"A sorry hero," he answered, not understanding what she meant.
"No. No. It was fine! It was fine!"
He was bewildered.
"You don't mean to say you have n't seen the papers—but then, of course, you have n't, if you were asleep all day Sunday. Please bring me that pile in the corner."
He handed them to her and she unfolded the first page of the uppermost paper. He found himself confronting a picture of himself as he had stood, the centre of an admiring crowd, in front of the big machine which had so nearly killed Bobby.
He shared the first page with the latest guesses concerning the Riverside robberies.
"Well," he stammered, "I 'd forgotten all about that!"
"Forgotten such an act! You don't half realize what a hero you are. Listen to the headlines, 'Heroic Rescue,' 'Young Lawyer Gives Remarkable Exhibition of Nerve,' 'The Name of Lawyer Donaldson Mentioned for Carnegie Medal,' 'Bravest Deed of the Year,' 'Faced Death Unflinchingly.'"
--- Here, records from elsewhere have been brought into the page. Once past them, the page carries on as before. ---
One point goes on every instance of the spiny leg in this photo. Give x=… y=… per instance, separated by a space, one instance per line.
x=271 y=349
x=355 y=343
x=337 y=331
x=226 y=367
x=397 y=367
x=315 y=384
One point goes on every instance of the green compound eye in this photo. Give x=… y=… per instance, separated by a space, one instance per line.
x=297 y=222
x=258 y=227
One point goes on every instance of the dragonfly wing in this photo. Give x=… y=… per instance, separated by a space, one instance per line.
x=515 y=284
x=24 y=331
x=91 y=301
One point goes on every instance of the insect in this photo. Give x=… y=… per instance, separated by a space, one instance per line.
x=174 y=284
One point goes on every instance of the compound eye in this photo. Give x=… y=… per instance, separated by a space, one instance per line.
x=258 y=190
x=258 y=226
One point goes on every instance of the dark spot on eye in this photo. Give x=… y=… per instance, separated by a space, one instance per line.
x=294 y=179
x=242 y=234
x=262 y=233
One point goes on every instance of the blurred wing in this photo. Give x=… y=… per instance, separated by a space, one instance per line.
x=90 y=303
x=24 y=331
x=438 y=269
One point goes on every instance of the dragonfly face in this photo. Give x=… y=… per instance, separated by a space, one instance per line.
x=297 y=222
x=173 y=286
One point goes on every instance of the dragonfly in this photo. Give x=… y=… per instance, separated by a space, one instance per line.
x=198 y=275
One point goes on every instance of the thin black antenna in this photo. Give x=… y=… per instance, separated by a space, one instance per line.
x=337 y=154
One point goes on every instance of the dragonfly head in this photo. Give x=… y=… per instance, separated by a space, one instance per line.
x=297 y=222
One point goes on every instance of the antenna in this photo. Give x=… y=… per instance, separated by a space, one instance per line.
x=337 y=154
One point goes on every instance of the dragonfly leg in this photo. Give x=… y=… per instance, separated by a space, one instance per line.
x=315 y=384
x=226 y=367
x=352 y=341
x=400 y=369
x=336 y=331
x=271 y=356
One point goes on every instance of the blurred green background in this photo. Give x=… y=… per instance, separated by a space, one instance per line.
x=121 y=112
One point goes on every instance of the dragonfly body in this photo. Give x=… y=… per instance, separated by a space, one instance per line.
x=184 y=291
And the pitiful feature of it was that he must sit and listen to this undeserved praise from her lips. That, knowing deep in his heart his own unworthiness, he must face her and see her respond to those things as though he really had been worthy. He, who had done the act under oath, was receiving the reward of a man who would have done it with no false stimulus. He, who had been unconsciously braced to it by the fact that he had so little to lose, was receiving the praise due only a man who risks all the happiness of a long life. He had faced death after flinching from life. He was sick of his hypocrisy; he would be frank with himself. He would be frank with her; he had a right to it this once. He pressed down the paper she was reading.
"Don't repeat it," he commanded. "It is n't true! It's all wrong!"